In June 2016, Peter Johnson, Chair of the MATSITI Evaluation Report Panel, told an ACDE Indigenous Educationforum that the Federal Government ‘cannot walk away’ from investing in attracting and retaining more Aboriginal and Torres Strait Islander teachers.

‘It defies belief that a Federal Government cannot find $2 to $2.5 million each year over the coming years’ to embed strategies to improve Indigenous education in universities and schools,’ he said.

Yet the many recommendations of MATSITI and its subsequent independent evaluation have, in the main, been ignored. It’s ground-breaking work left to languish through government inertia since 2016.

Last September the Education Deans were heartened when the Federal Education Minister, Simon Birmingham, supported the need for strong Aboriginal and Torres Strait Islander role models in classrooms for all Australian students and improvement in cultural awareness, appreciation and respect. He told an ACDE meeting that he would meet me to discuss future actions.

Yet, despite repeated attempts on our part, there has been not been a meeting and it’s now more than 18 months since MATSITI finished.

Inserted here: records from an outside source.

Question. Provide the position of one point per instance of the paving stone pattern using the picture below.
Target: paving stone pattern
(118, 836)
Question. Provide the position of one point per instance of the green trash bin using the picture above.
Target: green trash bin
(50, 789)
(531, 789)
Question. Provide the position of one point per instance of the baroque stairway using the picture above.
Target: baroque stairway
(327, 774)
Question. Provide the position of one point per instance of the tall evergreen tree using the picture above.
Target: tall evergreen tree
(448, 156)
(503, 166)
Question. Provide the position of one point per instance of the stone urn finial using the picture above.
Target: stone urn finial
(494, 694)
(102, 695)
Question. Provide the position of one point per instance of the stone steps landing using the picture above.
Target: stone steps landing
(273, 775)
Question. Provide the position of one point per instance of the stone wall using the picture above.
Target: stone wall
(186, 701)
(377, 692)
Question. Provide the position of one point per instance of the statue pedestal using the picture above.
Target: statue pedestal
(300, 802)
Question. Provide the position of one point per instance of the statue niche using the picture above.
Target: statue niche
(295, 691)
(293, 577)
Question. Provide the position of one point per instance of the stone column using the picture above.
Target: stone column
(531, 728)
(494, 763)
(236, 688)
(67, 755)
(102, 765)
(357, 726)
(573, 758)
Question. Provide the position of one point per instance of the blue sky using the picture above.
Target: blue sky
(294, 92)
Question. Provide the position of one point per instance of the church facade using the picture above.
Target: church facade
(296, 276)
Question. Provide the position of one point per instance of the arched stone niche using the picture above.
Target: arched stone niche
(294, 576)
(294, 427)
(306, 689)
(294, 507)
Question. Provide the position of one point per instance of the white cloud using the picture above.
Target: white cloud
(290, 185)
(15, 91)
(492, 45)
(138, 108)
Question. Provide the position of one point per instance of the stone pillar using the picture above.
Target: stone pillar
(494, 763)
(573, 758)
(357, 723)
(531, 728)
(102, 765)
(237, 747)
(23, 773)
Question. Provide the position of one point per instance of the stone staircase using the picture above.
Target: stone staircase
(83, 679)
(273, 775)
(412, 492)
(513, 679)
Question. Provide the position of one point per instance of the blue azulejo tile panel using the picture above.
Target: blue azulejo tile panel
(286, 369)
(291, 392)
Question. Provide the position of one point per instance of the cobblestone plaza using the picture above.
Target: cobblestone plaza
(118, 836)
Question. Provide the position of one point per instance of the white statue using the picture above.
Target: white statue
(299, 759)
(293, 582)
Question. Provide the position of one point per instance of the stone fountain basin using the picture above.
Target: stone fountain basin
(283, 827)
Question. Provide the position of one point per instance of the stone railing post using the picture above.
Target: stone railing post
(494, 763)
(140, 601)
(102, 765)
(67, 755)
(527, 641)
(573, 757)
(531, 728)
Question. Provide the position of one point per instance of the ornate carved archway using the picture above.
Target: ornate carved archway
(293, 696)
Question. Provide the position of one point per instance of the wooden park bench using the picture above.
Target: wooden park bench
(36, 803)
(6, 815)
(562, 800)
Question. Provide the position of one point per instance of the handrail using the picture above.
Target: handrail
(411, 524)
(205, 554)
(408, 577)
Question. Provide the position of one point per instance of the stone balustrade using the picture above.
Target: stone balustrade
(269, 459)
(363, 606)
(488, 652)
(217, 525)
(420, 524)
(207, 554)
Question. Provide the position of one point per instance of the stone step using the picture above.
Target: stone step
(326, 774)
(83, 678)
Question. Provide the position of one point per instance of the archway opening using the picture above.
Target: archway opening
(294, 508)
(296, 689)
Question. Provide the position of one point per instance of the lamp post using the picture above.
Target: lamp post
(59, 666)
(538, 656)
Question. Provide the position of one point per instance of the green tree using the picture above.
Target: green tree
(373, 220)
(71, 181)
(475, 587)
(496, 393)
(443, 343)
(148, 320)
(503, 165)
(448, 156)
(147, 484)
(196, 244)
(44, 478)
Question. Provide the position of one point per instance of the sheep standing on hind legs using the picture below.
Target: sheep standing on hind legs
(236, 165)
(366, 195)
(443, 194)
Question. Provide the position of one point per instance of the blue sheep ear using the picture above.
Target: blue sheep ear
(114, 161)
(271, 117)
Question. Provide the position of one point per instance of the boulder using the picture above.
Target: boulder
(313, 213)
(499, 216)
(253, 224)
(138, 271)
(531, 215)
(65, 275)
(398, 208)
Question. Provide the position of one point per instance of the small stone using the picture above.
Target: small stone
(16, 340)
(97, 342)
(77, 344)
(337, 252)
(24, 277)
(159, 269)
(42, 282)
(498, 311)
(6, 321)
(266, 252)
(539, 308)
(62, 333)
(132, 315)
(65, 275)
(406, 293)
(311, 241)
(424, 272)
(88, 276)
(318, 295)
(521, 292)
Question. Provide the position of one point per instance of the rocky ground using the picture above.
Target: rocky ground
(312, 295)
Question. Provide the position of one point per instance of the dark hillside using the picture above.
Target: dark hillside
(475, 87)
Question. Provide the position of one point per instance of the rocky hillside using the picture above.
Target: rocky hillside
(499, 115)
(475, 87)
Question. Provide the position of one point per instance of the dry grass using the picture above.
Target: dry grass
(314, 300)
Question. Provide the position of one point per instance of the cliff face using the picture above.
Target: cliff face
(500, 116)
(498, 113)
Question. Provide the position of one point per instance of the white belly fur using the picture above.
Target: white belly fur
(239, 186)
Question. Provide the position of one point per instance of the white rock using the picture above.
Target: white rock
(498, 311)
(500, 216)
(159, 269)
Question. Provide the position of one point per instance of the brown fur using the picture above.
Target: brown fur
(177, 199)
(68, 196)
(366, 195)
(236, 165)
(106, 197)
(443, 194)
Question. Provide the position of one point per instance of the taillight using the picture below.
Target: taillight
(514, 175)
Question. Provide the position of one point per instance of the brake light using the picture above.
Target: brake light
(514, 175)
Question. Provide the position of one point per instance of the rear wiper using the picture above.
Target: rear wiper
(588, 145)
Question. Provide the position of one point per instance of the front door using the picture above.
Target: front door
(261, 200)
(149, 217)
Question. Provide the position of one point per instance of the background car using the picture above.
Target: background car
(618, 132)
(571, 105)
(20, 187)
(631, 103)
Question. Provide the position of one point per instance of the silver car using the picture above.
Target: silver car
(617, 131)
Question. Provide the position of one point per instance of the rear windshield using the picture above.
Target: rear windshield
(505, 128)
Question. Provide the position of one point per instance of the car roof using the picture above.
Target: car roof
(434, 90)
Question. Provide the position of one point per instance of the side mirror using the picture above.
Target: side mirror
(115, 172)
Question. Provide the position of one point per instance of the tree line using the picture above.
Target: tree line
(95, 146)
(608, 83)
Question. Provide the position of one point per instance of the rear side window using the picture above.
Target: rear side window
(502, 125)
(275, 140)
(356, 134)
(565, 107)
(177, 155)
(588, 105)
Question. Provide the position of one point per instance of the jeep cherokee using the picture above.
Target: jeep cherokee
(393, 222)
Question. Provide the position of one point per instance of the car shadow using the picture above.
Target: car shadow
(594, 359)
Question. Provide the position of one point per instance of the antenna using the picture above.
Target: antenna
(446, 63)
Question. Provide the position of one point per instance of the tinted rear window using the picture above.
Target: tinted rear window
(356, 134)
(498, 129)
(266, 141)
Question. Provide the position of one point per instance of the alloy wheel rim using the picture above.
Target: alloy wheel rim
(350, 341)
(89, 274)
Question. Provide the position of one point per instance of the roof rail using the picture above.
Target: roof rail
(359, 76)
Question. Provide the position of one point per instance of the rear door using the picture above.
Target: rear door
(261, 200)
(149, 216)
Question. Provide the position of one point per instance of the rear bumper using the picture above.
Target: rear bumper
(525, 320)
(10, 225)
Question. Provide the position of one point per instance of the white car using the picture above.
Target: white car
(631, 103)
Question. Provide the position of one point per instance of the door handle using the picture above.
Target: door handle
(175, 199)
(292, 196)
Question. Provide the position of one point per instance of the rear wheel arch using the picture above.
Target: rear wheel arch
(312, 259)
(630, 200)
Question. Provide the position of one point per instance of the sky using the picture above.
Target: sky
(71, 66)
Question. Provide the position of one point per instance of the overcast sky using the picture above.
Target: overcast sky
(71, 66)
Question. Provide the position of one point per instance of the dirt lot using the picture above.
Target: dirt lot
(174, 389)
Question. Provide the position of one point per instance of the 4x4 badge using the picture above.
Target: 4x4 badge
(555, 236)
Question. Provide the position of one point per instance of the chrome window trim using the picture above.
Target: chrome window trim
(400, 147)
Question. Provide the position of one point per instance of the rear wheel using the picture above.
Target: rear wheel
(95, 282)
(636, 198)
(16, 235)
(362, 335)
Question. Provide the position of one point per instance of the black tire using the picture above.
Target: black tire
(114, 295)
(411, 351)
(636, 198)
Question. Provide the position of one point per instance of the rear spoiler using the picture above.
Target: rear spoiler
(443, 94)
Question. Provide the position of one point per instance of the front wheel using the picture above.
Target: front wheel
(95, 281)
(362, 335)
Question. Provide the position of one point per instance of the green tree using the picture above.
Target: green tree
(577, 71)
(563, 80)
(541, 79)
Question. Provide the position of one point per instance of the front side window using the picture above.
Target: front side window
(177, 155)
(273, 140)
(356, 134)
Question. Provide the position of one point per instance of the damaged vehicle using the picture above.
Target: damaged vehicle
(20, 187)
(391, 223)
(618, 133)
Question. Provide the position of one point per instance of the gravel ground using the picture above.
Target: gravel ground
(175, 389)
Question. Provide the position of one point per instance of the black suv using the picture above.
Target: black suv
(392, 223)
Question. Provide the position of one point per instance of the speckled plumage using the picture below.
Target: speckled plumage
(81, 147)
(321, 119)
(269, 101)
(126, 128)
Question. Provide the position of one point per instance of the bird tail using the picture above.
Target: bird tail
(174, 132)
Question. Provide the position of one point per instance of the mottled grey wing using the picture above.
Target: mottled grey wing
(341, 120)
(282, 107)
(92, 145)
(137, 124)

I still welcome that meeting.

The 2016 ABS census shows an increase in the number of Aboriginal and Torres Strait Islander teachers to 11823 which represents 2% of the all Australian teachers[1]. However, the number of Aboriginal and Torres Strait Islander students has increased to 206065, meaning they now comprise 5.5% of all Australian primary and secondary students[2].

It’s often said that ‘we can’t be what we can’t see’ but there is still only one Aboriginal and Torres Strait Islander teacher for approximately every 17 Aboriginal and Torres Strait Islander students.

The National Professional Standards require all teachers to be competent in:

  • (Focus area 1.2)Strategies for teaching Aboriginal and Torres Strait Islander students; and
  • (Focus area 2.4) Understand and respect Aboriginal and Torres Strait Islander people to promote reconciliation between Indigenous and non-Indigenous Australians.

So, this is about ensuring true professionalisation of the teacher workforce, with access, understanding and inclusion, as well addressing the huge achievement gaps between non-Indigenous and Indigenous students.

Only one in every three Aboriginal and Torres Strait Islander teacher education students currently graduates, so we must lift the completion rates for these students, who are often the first in their family to go into tertiary education.

There are large holes in the data that would allow for more nuanced actions to improve pathways into teaching and the retention of Aboriginal and Torres Strait Islander teacher education students and teachers.

We must work harder to alleviate the current shortages of all teachers – especially Aboriginal and Torres Strait Islander teachers – in remote and regional schools.

The failed and continually failing political leadership on Respect, Relationships and Reconciliation sets back the quality of current and future education for all Australians.